同誌はさらに、ホワイトハウスが劣勢を強いられている局面打開の一策として、5月26日までに選挙体制そのものの見直しに着手、新たにビル・ステピーン氏を選対副本部長に、さらにステファニー・アレクサンダー女史を新設の「参謀長chief of staff」に据えたことにも言及、「これらの動きは事実上、大統領自身が不満を漏らし始めているブラッド・パーズケール選対本部長の降格を意味している」とも報じた。
ただ、ここに来てトランプ氏にとって悲観材料が多くなりつつあるとはいえ、選挙はまさに「水もの」であり、勝敗は最後の最後まで予断を許さない。
とくに投票日までまだまる5カ月もあり、この先両陣営にとって何が起こるか、不確定要因がいくつも存在する。
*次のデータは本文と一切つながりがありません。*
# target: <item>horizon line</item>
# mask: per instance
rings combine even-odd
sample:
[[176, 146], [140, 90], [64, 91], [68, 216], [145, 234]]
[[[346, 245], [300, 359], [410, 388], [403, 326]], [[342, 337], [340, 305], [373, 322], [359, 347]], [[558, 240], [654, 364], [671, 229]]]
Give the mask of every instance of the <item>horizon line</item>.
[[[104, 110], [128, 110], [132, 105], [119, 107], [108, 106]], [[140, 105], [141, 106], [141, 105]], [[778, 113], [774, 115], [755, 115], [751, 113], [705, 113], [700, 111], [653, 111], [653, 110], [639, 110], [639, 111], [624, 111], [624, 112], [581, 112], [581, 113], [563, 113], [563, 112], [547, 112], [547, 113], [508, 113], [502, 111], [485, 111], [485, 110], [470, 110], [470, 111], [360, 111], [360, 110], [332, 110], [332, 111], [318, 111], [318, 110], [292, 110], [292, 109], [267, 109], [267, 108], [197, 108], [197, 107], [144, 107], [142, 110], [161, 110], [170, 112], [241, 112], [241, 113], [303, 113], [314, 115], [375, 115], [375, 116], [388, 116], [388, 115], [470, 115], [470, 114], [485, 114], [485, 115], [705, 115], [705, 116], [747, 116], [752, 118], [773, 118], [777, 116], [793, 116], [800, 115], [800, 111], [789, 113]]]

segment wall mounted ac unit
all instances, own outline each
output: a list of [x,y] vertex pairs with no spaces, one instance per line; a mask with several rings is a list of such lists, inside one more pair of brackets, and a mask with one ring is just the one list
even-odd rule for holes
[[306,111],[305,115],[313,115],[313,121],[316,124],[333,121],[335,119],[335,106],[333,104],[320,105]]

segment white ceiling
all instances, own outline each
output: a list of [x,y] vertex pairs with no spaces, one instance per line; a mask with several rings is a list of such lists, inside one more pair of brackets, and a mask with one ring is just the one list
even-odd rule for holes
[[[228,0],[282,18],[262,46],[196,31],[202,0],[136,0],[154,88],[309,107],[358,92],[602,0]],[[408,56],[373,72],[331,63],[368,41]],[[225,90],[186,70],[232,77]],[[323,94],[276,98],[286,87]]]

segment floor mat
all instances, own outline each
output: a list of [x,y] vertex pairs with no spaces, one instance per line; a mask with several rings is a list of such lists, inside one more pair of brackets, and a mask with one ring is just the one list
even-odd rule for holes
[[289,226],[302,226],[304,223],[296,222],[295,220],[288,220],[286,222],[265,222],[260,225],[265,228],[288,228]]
今後の本格的選挙戦を通じ、バイデン候補が思わぬ失言、失態を繰り返し、支持率を落とす一方、コロナウイルス感染終息後の経済回復が予想以上のペースで進み、逆にトランプ評価と期待が急速に高まる可能性も十分ありうる。
冒頭で引用した「Oxford Economics」も、過去4カ月程度のデータを下に導き出した「予測モデル」であり、レポートの中で「大統領が今後、経済をスピーディーに立て直し、その上で、民主党支持者間の投票率が通常以上に低調に終わった場合は、辛うじて勝利につなげられるシナリオもありうる」と断っているのもそのためだ。
確かことは、2020年米大統領選は前回以上にはるかにエキサイティングなものになるということだろう。